Ah so the problem comes from the threshold, which is unknown.
However if you are able to do a dilate, you can apply it to force outer cells immediately surrounding the threshold to the same color (but transparent) as the threshold.

To sum up, either you disable color interpolation, either you make sure to interpolate the threshold between 2 identical (or just similar, often a medium gray is enough, and less distracting than red) colors, but one full transparent.

Hehe, why did you post on the “advanced” forum then ??

Hi ZbuffeR,

setting GL_CLAMP_TO_EDGE did not seem to be a fix with my test. I checked my OPenGL version at rumtime. It is 2.1.1.

Thanks,

Frank

This is not a choice for the application.

All I want is to smooth the surface of the volume. Color interpolation seems to be the way to do this. glTexParameterf( vtkgl::TEXTURE_3D_EXT, GL_TEXTURE_MAG_FILTER, GL_NEAREST ) will give me an effect of small tiles.

Frank

About OpenGL texture borders : instead of specifying say a 64x64 texture, you send data for a 66x66 texture (so, the same with 1 pixel borders all around). It is mandatory for tiling textures seamlessly. Don’t worry, even Google Earth did not get it right :frowning:
So when you sample exactly at 0 or 1 texture coordinate, the color is interpolated between the texel inside (“edge”) and the texel outside, (“border”). If no texture border is specified, the default is black. That is why sometimes there is a grayish line around a textured quad.

The theory :
http://www.opengl.org/resources/code/samples/sig99/advanced99/notes/node64.html

The practice :
http://www.opengl.org/resources/code/samples/glut_examples/advanced/textile.c

But as I said, your problem is probably unrelated to borders, even if symptoms are similar.

If you did not already read these links, I found them highly interesting :
http://www.cs.utah.edu/~jmk/sigg_crs_02/courses_0067.html
http://www.vrvis.at/via/resources/PR-CBerger-2/index.html
http://www.vis.uni-stuttgart.de/~engel/pre-integrated/

So the border is actually the six faces of the cubical volume, right? But the problem I have is within the volume. I really hope somehow tell OpenGL cells with certain color should be a background (not border, right?).

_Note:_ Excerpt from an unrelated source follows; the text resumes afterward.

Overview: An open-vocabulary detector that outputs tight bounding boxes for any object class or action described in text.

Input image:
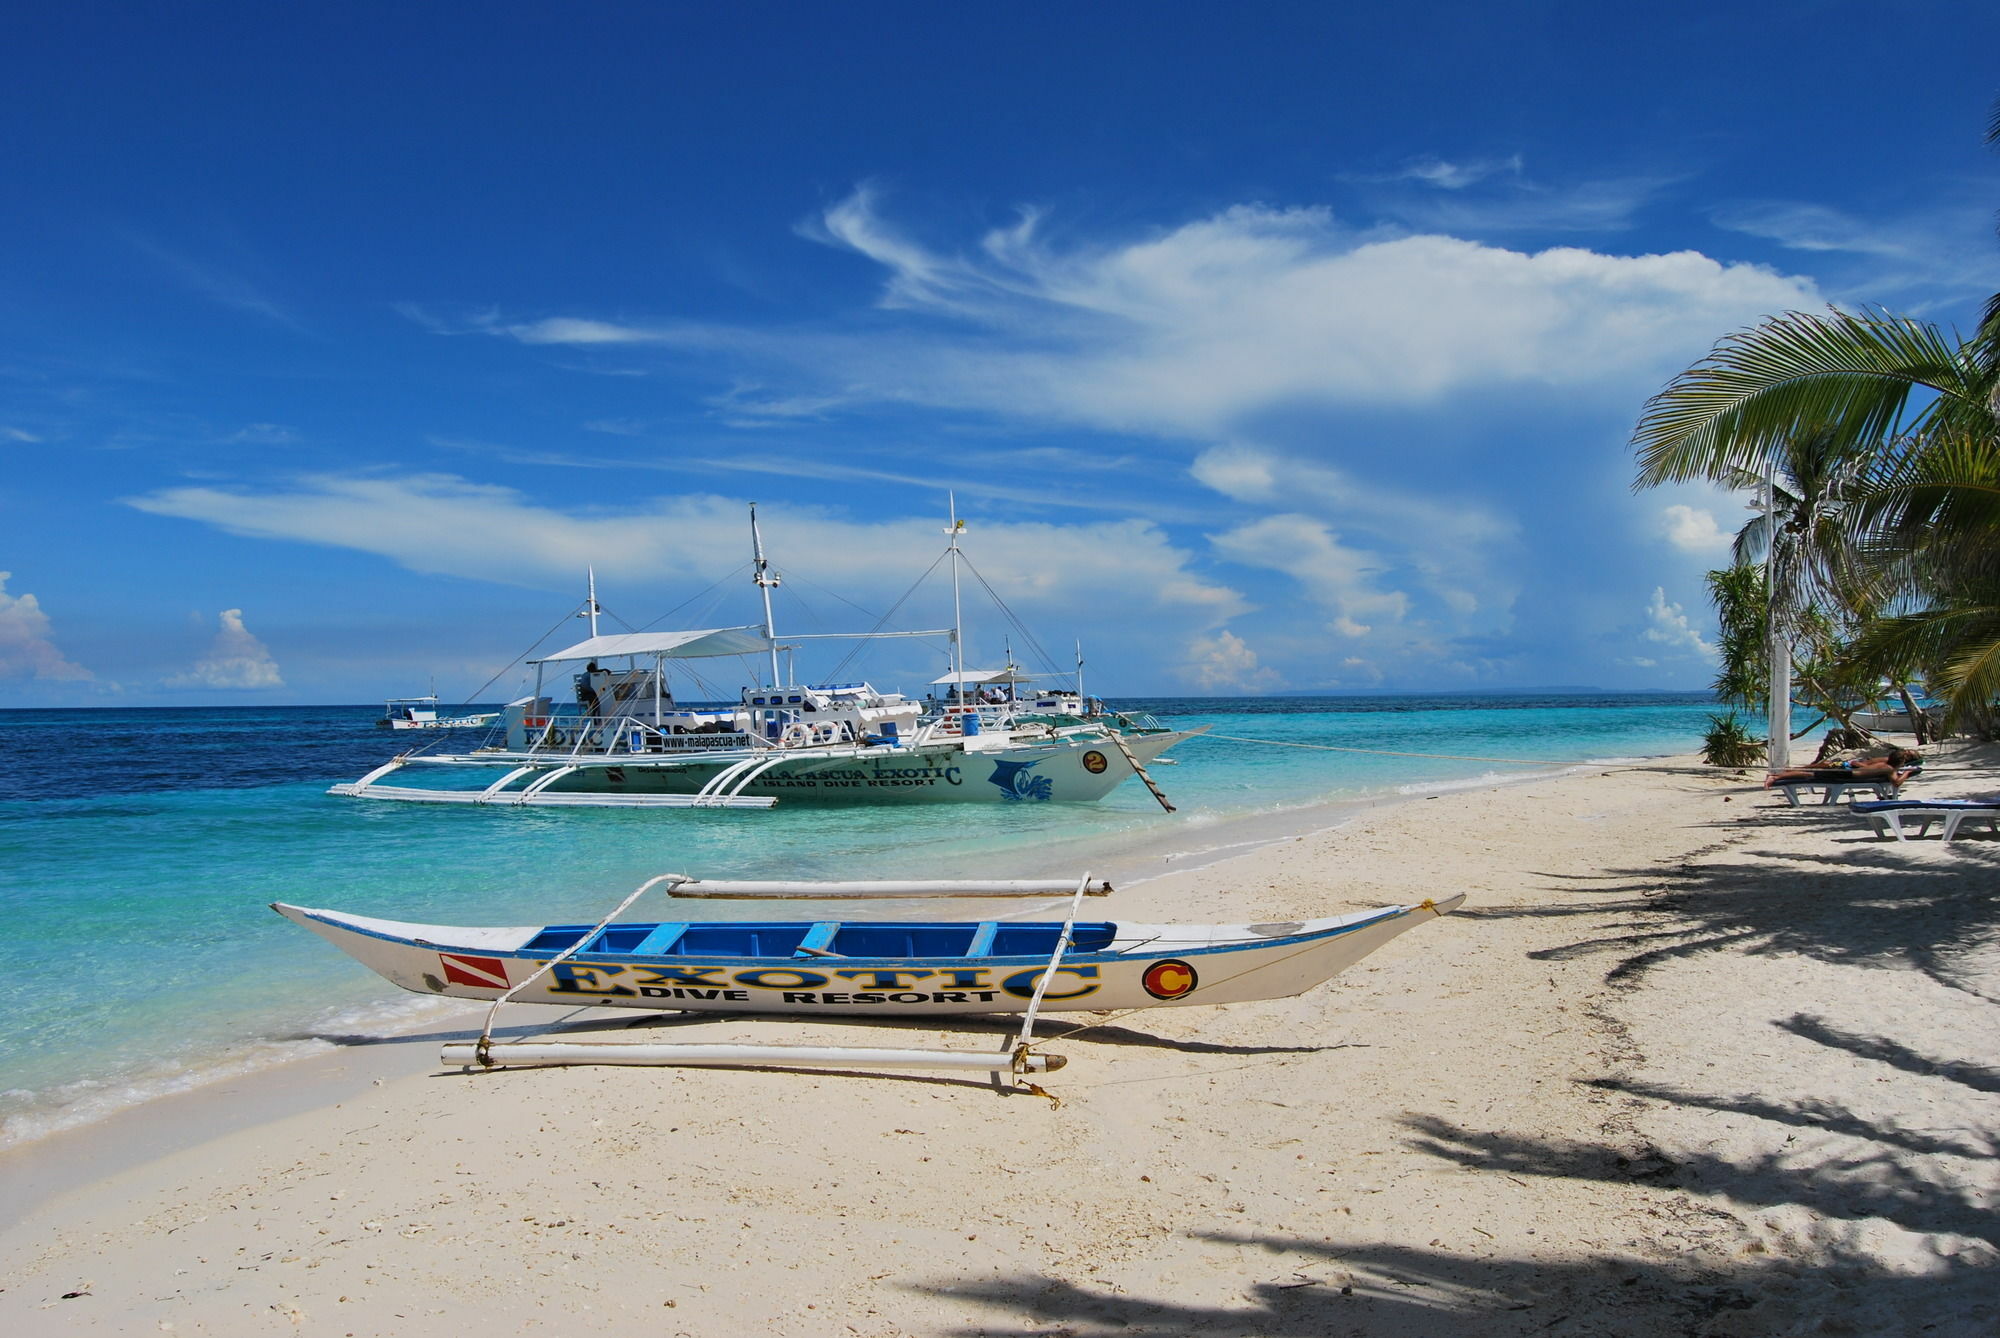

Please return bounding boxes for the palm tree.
[1633,310,2000,728]
[1633,102,2000,730]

Thanks a lot for the links. In the following link:
http://www.cs.utah.edu/~jmk/sigg_crs_02/course_42/course_42_notes_small.pdf

Page 72 seems to have something similar, but it considers the phenomena an advantage since the borders/silhouette are more visible. :smiley:

Hi,

You could do three easy things:

  1. Discard all fragments that have this value.
  2. fade the color map to 0 transparency when out of the threshold. (you should experiment with how many values you should fade).
  3. Use associative coloring (each color is multiply by its alpha) so you can alpha test directly.

Ido

Hi,

sounds good idea, and I will give it a try.

I would like to restate the problem as below:

For volume rendering, when the rendering threshold (say, the opacity map) is wider than the scalar range of the foreground of the dataset, the rendered object will have a surrounding layer with the color mixed/interpolated with that of the background.

After I realized that the problem could be restated like this, I really feel it is a request to tell OpenGL that certain value is background, and should not participate in the interpolation.

How do you think?

Thanks,

Frank

a request to tell OpenGL that certain value is background, and should not participate in the interpolation

Do the interpolation yourself in fragement shader, and discard if one of the texture sample equals this value. Be prepared to slower performance.
Beware though : preventing the linear interpolation on the object edges like this, will make it severely aliased.

Now I got the feeling that this is going to solve the problem, but to be honest I have to learn the shader first.